Durchschriftlich:
An das Präsidium des Obersten Sowjet der Litauischen SSR
Bis heute haben wir noch keine Antwort auf unser Schreiben erhalten. Es wundert uns, daß die höchsten Organe der Litauischen SSR die Gesetze nicht beachten. Artikel 47 der Verfassung besagt, daß auf Vorschläge und Erklärungen geantwortet werden muß.
Der Bevollmächtigte des Rates für religiöse Angelegenheiten sandte uns nur einen kurzen Brief. In seiner oberflächlichen Antwort spielte der Bevollmächtigte weder auf unsere Vorschläge noch Bitten an, die wir in einem Fünf-Punkte-Programm aufgestellt hatten. Nur eins hob der Bevollmächtigte hervor, daß im Augenblick Regelungen für religiöse Vereinigungen nicht geändert werden würden. Verschiedentlich haben Beamte des Rates für religiöse Fragen die Bischöfe und Administratoren vorgeladen.

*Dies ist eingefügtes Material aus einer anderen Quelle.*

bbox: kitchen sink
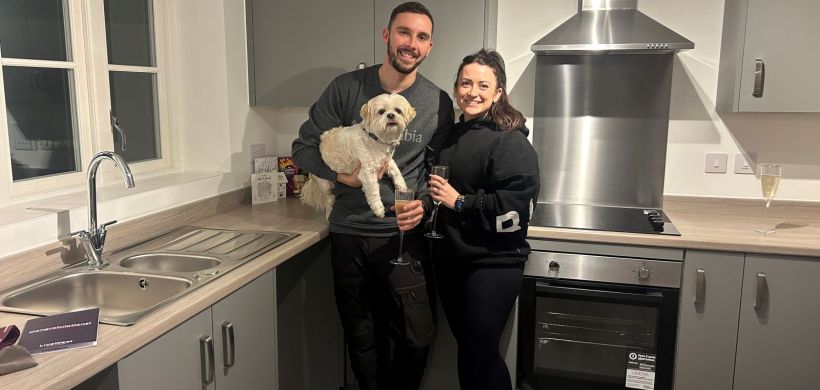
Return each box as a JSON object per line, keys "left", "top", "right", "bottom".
{"left": 0, "top": 226, "right": 299, "bottom": 325}
{"left": 0, "top": 270, "right": 192, "bottom": 326}
{"left": 119, "top": 253, "right": 222, "bottom": 273}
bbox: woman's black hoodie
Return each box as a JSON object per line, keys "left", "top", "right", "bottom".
{"left": 432, "top": 117, "right": 540, "bottom": 265}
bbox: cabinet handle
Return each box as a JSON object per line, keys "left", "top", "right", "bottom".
{"left": 753, "top": 59, "right": 765, "bottom": 98}
{"left": 694, "top": 269, "right": 706, "bottom": 305}
{"left": 200, "top": 335, "right": 215, "bottom": 385}
{"left": 754, "top": 272, "right": 767, "bottom": 310}
{"left": 221, "top": 321, "right": 236, "bottom": 368}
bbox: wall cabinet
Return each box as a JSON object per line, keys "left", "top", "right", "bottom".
{"left": 247, "top": 0, "right": 497, "bottom": 106}
{"left": 716, "top": 0, "right": 820, "bottom": 112}
{"left": 674, "top": 250, "right": 744, "bottom": 390}
{"left": 117, "top": 271, "right": 277, "bottom": 390}
{"left": 733, "top": 254, "right": 820, "bottom": 390}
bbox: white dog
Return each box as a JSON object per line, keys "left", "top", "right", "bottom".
{"left": 300, "top": 93, "right": 416, "bottom": 218}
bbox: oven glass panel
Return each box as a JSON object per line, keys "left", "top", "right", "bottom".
{"left": 534, "top": 295, "right": 657, "bottom": 382}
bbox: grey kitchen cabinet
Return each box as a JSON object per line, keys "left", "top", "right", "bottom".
{"left": 674, "top": 250, "right": 744, "bottom": 390}
{"left": 732, "top": 254, "right": 820, "bottom": 390}
{"left": 247, "top": 0, "right": 497, "bottom": 106}
{"left": 118, "top": 309, "right": 215, "bottom": 390}
{"left": 118, "top": 271, "right": 277, "bottom": 390}
{"left": 275, "top": 238, "right": 346, "bottom": 390}
{"left": 716, "top": 0, "right": 820, "bottom": 112}
{"left": 247, "top": 0, "right": 373, "bottom": 106}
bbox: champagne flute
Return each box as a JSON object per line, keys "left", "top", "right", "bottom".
{"left": 391, "top": 188, "right": 415, "bottom": 265}
{"left": 755, "top": 163, "right": 782, "bottom": 235}
{"left": 424, "top": 165, "right": 449, "bottom": 239}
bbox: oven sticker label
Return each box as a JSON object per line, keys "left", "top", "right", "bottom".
{"left": 625, "top": 351, "right": 656, "bottom": 390}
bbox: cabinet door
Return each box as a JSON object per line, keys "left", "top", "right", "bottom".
{"left": 738, "top": 0, "right": 820, "bottom": 112}
{"left": 212, "top": 270, "right": 277, "bottom": 390}
{"left": 734, "top": 254, "right": 820, "bottom": 389}
{"left": 249, "top": 0, "right": 374, "bottom": 106}
{"left": 374, "top": 1, "right": 493, "bottom": 95}
{"left": 118, "top": 309, "right": 215, "bottom": 390}
{"left": 674, "top": 250, "right": 743, "bottom": 390}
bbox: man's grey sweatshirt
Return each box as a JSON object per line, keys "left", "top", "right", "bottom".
{"left": 292, "top": 65, "right": 454, "bottom": 236}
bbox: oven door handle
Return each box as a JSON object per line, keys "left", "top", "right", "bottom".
{"left": 535, "top": 281, "right": 664, "bottom": 304}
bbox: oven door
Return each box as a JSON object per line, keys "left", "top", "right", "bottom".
{"left": 518, "top": 277, "right": 679, "bottom": 390}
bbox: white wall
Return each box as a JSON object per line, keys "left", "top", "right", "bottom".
{"left": 496, "top": 0, "right": 820, "bottom": 201}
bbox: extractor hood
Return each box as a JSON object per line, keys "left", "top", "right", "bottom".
{"left": 531, "top": 0, "right": 694, "bottom": 54}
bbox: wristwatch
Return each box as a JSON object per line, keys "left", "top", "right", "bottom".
{"left": 454, "top": 195, "right": 466, "bottom": 212}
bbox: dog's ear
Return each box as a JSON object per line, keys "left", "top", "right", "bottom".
{"left": 404, "top": 101, "right": 416, "bottom": 123}
{"left": 360, "top": 99, "right": 374, "bottom": 122}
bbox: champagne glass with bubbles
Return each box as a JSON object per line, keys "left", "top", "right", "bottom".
{"left": 755, "top": 163, "right": 782, "bottom": 235}
{"left": 391, "top": 189, "right": 415, "bottom": 265}
{"left": 424, "top": 165, "right": 449, "bottom": 239}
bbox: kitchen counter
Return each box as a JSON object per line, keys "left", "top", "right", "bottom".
{"left": 0, "top": 196, "right": 328, "bottom": 390}
{"left": 528, "top": 196, "right": 820, "bottom": 257}
{"left": 2, "top": 193, "right": 820, "bottom": 389}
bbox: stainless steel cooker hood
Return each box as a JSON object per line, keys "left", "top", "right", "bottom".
{"left": 532, "top": 0, "right": 694, "bottom": 54}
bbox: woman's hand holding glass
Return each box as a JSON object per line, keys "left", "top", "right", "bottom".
{"left": 429, "top": 175, "right": 460, "bottom": 210}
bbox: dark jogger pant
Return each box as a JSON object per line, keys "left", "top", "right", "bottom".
{"left": 436, "top": 262, "right": 524, "bottom": 390}
{"left": 330, "top": 233, "right": 435, "bottom": 390}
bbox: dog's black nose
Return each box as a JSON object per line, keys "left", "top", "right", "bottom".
{"left": 387, "top": 113, "right": 395, "bottom": 119}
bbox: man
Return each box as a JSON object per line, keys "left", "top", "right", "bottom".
{"left": 291, "top": 2, "right": 454, "bottom": 389}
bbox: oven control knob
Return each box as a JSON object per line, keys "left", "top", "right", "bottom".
{"left": 638, "top": 267, "right": 651, "bottom": 280}
{"left": 548, "top": 260, "right": 560, "bottom": 273}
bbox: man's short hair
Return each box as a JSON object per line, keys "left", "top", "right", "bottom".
{"left": 388, "top": 2, "right": 434, "bottom": 33}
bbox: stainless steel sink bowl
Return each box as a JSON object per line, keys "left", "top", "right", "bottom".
{"left": 0, "top": 226, "right": 299, "bottom": 326}
{"left": 0, "top": 270, "right": 192, "bottom": 325}
{"left": 119, "top": 253, "right": 222, "bottom": 272}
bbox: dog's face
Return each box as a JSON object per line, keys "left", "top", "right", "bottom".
{"left": 359, "top": 94, "right": 416, "bottom": 141}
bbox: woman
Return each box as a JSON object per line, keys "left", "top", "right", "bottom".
{"left": 428, "top": 49, "right": 540, "bottom": 389}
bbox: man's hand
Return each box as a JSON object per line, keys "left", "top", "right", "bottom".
{"left": 336, "top": 160, "right": 390, "bottom": 188}
{"left": 337, "top": 163, "right": 362, "bottom": 187}
{"left": 392, "top": 199, "right": 424, "bottom": 232}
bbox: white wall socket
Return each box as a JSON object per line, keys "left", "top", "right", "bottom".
{"left": 734, "top": 154, "right": 755, "bottom": 174}
{"left": 704, "top": 153, "right": 728, "bottom": 174}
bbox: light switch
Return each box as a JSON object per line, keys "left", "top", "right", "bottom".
{"left": 734, "top": 154, "right": 755, "bottom": 174}
{"left": 704, "top": 153, "right": 728, "bottom": 174}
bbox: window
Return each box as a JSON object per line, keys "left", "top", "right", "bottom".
{"left": 0, "top": 0, "right": 170, "bottom": 199}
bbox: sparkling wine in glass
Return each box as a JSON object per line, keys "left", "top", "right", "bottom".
{"left": 391, "top": 189, "right": 415, "bottom": 265}
{"left": 424, "top": 165, "right": 449, "bottom": 239}
{"left": 755, "top": 163, "right": 781, "bottom": 235}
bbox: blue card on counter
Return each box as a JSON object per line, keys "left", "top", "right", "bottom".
{"left": 17, "top": 308, "right": 100, "bottom": 355}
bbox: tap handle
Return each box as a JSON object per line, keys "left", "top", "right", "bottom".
{"left": 69, "top": 230, "right": 90, "bottom": 239}
{"left": 100, "top": 220, "right": 118, "bottom": 230}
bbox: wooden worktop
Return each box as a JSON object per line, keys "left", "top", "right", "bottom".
{"left": 0, "top": 195, "right": 329, "bottom": 390}
{"left": 528, "top": 196, "right": 820, "bottom": 257}
{"left": 1, "top": 193, "right": 819, "bottom": 389}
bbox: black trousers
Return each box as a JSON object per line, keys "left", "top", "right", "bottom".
{"left": 330, "top": 233, "right": 435, "bottom": 390}
{"left": 436, "top": 262, "right": 524, "bottom": 390}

Am 20. Juli war es der Bevollmächtigte persönlich, der ihnen mitteilte, unsere Erklärung enthielte nur abstrakte Behauptungen ohne konkrete Tatsachen. Die Beamten waren darüber erbost, daß wir in unserer Erklärung die schreckliche Terrorisierung und Degradierung gläubiger Kinder nannten, die an religiösen Veranstaltungen teilnehmen.
Wir hatten keine näheren Angaben gemacht. Unsere Erklärung sollte so kurz wie möglich sein. Kinder werden in Litauen in solchem Umfang terrorisiert, daß man Bücher darüber schreiben könnte. Wir nennen nur einige Vorfälle, in denen im Frühjahr dieses Jahres Kinder in den Schulen in drei verschiedenen Rayons terrorisiert worden sind.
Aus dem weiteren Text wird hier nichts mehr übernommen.